Defense conversion, if I’m not mistaken, is something U.S. has been working very hard on the past two decades as well. In fact, the author of the Jamestown piece, Dan Verton, seems to be doing very well working in precisely that sort of overlapping civilian/military industry. He runs HomelandSecurityTelevision.com, which offers Tech Showcase videos on DHS and military related technology from such dual-use superstars as Northrup Grumman (HST gave them an award), Iridium, and… wait for it… Cisco! He’s also got a Homeland Security Social Network. I hope Boeing writes on my FunWall. And just to add more irony, he has a security issues training/speaking/video service company named… I kid you not… Red Team.
Additional Notes:
1) Note for the Olympics: Verton alleges that “prominent Beijing hotels, such as the Palace Hotel, the Great Wall Hotel, and the Xiang Shan Hotel, are known to monitor the activities of their clientele.” In what way?
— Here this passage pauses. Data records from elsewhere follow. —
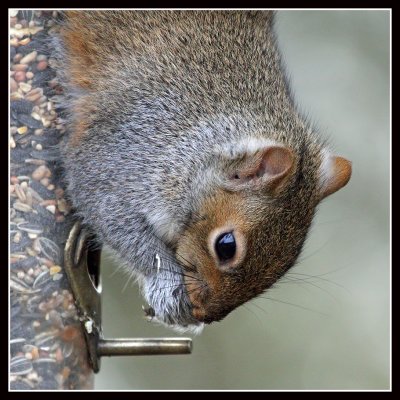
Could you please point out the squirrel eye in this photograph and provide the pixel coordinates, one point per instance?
(225, 246)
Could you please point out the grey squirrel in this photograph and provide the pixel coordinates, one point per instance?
(186, 155)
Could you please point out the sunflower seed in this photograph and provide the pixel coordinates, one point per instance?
(41, 279)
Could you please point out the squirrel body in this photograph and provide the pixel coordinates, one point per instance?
(184, 142)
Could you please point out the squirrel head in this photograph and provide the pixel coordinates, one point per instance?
(250, 230)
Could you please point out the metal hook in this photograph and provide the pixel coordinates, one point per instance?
(83, 270)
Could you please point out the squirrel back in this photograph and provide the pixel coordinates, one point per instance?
(184, 143)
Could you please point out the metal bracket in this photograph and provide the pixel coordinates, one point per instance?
(82, 266)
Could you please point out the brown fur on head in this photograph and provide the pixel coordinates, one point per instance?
(182, 129)
(269, 227)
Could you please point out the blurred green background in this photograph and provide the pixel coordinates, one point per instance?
(334, 334)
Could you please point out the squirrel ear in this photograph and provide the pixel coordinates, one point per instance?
(267, 167)
(334, 174)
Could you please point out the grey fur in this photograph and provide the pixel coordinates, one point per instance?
(177, 102)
Are they Van Eck phreaking?
2) The spider web metaphor recalls the “ants carrying grains of sand” metaphor made in the past, and both recall Cold War comparisons of Chinese people to insects. The suggestion of some sort of hive behavior that keeps cropping up kinda flies in the face of how much economic espionage appears motivated not by a grand strategy but personal greed.
2b)I’ve been looking again at the “grains of sand” Chinese saying that is often referred to in articles about Chinese espionage. It’s not from Sun Zi, but a Buddhist saying 聚沙成塔 (many grains of sand will a pagoda make). But there’s an even better one: 集腋成裘 (many tufts of fox armpit fur will a fur coat make). More importantly, I still haven’t seen anyone tackle how effective such a strategy would be in technological espionage – for example, its entirely unclear that the nuclear data the Cox Committee wet its collective pants over was any use at all to China.
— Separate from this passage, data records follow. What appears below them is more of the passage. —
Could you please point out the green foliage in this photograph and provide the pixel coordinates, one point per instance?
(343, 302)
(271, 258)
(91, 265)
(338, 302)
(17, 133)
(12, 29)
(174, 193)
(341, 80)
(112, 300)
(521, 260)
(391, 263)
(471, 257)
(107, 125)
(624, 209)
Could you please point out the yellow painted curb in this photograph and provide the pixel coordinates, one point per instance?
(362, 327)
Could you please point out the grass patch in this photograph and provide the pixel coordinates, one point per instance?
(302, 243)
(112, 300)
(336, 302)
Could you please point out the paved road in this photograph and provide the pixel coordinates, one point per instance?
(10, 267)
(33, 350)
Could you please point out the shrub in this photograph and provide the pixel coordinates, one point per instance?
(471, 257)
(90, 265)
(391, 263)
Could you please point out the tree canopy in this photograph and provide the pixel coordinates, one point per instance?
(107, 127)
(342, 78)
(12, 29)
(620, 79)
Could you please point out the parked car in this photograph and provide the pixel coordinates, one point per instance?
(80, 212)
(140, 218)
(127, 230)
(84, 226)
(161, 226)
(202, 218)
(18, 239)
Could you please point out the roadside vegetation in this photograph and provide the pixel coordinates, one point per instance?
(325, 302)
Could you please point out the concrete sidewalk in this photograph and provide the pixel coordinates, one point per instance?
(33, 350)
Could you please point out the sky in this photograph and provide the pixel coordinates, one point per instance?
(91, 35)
3) Dan Verton also went ballistic over Google.cn and its collaboration with censorship, though Google.com ultimately remained available and untouched, with google.cn as a sort of fig leaf.
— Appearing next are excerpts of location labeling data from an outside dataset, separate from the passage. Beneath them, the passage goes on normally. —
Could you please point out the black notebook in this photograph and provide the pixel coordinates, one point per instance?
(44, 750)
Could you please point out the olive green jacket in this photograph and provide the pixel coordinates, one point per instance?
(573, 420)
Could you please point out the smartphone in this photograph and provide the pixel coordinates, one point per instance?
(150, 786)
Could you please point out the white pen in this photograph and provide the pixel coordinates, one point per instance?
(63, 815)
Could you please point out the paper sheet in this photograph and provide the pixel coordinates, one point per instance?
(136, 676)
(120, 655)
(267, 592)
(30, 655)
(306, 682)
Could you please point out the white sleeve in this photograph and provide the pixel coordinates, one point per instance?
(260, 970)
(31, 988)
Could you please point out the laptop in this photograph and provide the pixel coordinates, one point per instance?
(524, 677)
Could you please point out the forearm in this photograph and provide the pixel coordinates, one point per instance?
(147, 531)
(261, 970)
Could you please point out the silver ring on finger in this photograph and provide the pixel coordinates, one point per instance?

4) Bill Geertz of the Washington Times has been subpoenaed to explain how he received grand jury information in the Chi Mak case. I’m not a terribly big fan of Bill Geertz, but demanding a reporter justify the “newsworthiness” of his work in court sounds like a really bad idea. Moreover, the judge in question is the same one who considered encryption a sign of guilt. And L.A. courts seem to be on a roll deeming the use of privacy software potentially incriminating.
I guess if the Chinese government and its companies were more transparent and accountable there would be far less negative speculation about their motives and activities.
As it is, some observers will take an uncertain situation and assume there’s nothing wrong, while others will take the same situation assume there is something wrong. Solution? If there’s nothing to hide, don’t hide it. Countering speculation with speculation gets us nowhere.
If the pit hair can’t make a coat, make a big brush out of it:
http://www.forbes.com/global/2008/0721/042.html
Essentially Asian-American’s loyalty is being questioned as a whole.